In recent earnings calls, major companies struck a tone of watchful optimism. Oil field services company Schlumberger told analysts last week it anticipates continued growth, despite the new coronavirus strain. United Airlines predicted “unabated” growth, noting that 84 percent of its Mileage Plus customers were fully vaccinated.
Gary Kelly, CEO of rival Southwest Air, echoed those sentiments.
“We are very well prepared to manage and muddle our way through if the delta variant affects our business.” he said. “And so far, we’re not detecting any impact at all.”
In the sometimes perverse logic of the financial markets, any larger-than-expected economic fallout from the delta variant could contain a silver lining. If renewed concern about the virus causes the economy to slow, the Fed would likely delay the monetary policy tightening that investment managers fear.

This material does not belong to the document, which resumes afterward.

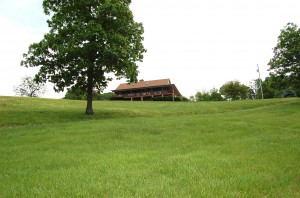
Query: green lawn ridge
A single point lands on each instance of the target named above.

The Fed is waiting until it sees “substantial further progress” toward full employment and 2 percent-plus inflation before it begins reducing its monthly asset purchases, Powell said this week. That “tapering,” which would start a shift to a more challenging environment for investors who have grown accustomed to having a Fed backstop for their risk taking, is now expected early next year.
But Nancy Davis, founder of Quadratic Capital Management in Greenwich, Conn., said a deterioration in the pandemic could rewrite that schedule.
“If the delta variant becomes more of a risk,” she said, “that might just result in looser policy.”